Les banques DBS, OCBC et UOB connectent leurs dépôts tokenisés via Swift Ledger à Singapour. Après des décennies au centre des paiements internationaux, Swift cherche désormais un rôle équivalent parmi les pièces stables, la monnaie bancaire tokenisée et les nouveaux réseaux blockchain.
Swift est un élément pratiquement invisible, mais essentiel, du système financier international depuis un demi-siècle. Les banques utilisent leur réseau pour communiquer et envoyer des instructions afin de transférer de l'argent d'un pays à un autre. L’arrivée des pièces stables, des dépôts tokenisés et de la blockchain menace de perturber ce modèle. Et Swift a décidé que si l’argent changeait de rail, elle le ferait aussi.
Banques Swift et Singapour
L’organisation intègre depuis un certain temps un registre basé sur la blockchain dans son infrastructure et a déjà commencé à l’utiliser avec de l’argent bancaire réel. Le dernier développement vient de Singapour, où DBS, OCBC et UOB ont réalisé les premières transactions nationales entre les trois banques en utilisant des dépôts tokenisés et Swift Ledger.
Ces dernières semaines, UOB et HSBC ont effectué des transactions transfrontalières en dollars de Hong Kong et DBS et Citi ont transféré des dollars entre Singapour et les États-Unis pendant un week-end en utilisant la même infrastructure.
Swift commence à enseigner ce qu'il veut être en matière de finance symbolique et le problème qu'il veut résoudre. Les banques expérimentent les dépôts symboliques depuis des années, mais de nombreux projets sont limités dans la mesure où ils opèrent dans les limites de chaque entité.
Un dépôt tokenisé DBS peut être très efficace au sein de l'écosystème DBS, mais le véritable saut se produit lorsque cet argent doit interagir avec UOB, Citi, HSBC ou toute autre banque. C’est ce que DBS, OCBC et UOB ont prouvé. Chaque entité gère sa propre infrastructure de dépôt tokenisée et Swift Ledger coordonne les opérations entre elles. Dans les transactions de Singapour, le grand livre permettait d'apparier et de compenser les obligations entre les trois banques avant le règlement final.
L’argent n’est donc pas encore réglé directement sur la blockchain Swift. Le règlement final se poursuit en utilisant les systèmes bancaires existants. Ce que Swift essaie de faire, c'est de devenir le pont entre la monnaie numérique des banques.
De l'envoi de messages à la coordination de l'argent tokenisé
Cette stratégie marque une évolution significative pour une organisation dont l’activité historique s’est construite autour de la messagerie financière. Swift connecte actuellement des institutions dans plus de 200 pays et territoires. Cette position lui confère un énorme avantage sur toute nouvelle infrastructure cherchant à construire un réseau financier mondial à partir de zéro, puisque les banques sont déjà là.
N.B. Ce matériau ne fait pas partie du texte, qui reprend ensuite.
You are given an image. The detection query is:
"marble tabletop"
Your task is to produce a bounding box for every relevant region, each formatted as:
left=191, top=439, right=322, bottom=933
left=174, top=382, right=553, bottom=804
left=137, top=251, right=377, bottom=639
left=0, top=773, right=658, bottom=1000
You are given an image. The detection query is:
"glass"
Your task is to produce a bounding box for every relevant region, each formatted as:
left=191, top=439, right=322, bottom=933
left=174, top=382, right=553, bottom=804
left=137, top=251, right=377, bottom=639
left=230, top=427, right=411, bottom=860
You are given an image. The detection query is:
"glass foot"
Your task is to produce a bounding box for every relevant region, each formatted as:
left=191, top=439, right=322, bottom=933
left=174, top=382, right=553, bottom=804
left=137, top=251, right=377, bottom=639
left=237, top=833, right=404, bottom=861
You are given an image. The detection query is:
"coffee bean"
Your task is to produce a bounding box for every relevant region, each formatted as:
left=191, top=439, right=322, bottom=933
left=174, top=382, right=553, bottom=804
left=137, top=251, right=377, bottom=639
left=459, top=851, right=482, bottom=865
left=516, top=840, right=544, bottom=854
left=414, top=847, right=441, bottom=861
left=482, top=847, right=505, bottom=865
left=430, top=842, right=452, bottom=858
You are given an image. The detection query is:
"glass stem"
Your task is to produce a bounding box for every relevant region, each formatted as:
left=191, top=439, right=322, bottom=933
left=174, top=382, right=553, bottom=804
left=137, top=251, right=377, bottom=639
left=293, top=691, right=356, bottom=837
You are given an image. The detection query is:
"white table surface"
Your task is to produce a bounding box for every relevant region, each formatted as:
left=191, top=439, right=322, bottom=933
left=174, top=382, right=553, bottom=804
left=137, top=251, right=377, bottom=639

Elle souhaite désormais profiter de ce réseau pour la prochaine génération de paiements et, en juillet 2026, elle a annoncé que sa blockchain était prête à commencer à traiter des opérations réelles avec des dépôts tokenisés. Dix-sept banques participent à la première phase, dont Citi, BNP Paribas, BNY, HSBC, UBS, Wells Fargo, Standard Chartered, MUFG, DBS, OCBC et UOB. Mais plus de 40 institutions financières collaborent au développement total du projet. Son premier objectif est que les paiements transfrontaliers soient disponibles 24 heures sur 24, sept jours sur sept.
Mais Singapour introduit la nouveauté : le même système peut également être utilisé au sein d’un pays pour connecter les dépôts symboliques de différentes banques.
Les Stablecoins obligent à déplacer le jeton
Cette transformation intervient à un moment inconfortable pour les infrastructures financières traditionnelles. Les Stablecoins ont montré qu’il est possible de transférer des milliards de dollars sur les réseaux blockchain 24 heures sur 24, y compris le week-end, sans nécessairement suivre la voie traditionnelle des correspondants bancaires.
Dans le même temps, les banques elles-mêmes symbolisent les dépôts et les actifs financiers. Les CBDC, l’argent de gros tokenisé et les nouvelles plateformes institutionnelles ajoutent encore plus de réseaux à ce paysage. Pour Swift, s’en tenir aux messages bancaires traditionnels signifierait courir le risque qu’une partie de la nouvelle monnaie numérique trouve des voies alternatives. Sa réponse est pragmatique, car au lieu de se confronter à chaque nouveau réseau, il souhaite les connecter.
Ce qui s'est passé à Singapour est significatif, puisque les trois grandes banques du pays ont réussi à utiliser une infrastructure commune afin que leurs systèmes de dépôt tokenisés respectifs puissent fonctionner entre eux. Et ils l’ont fait après que certaines de ces mêmes banques ont testé Swift Ledger dans le cadre de paiements internationaux réels.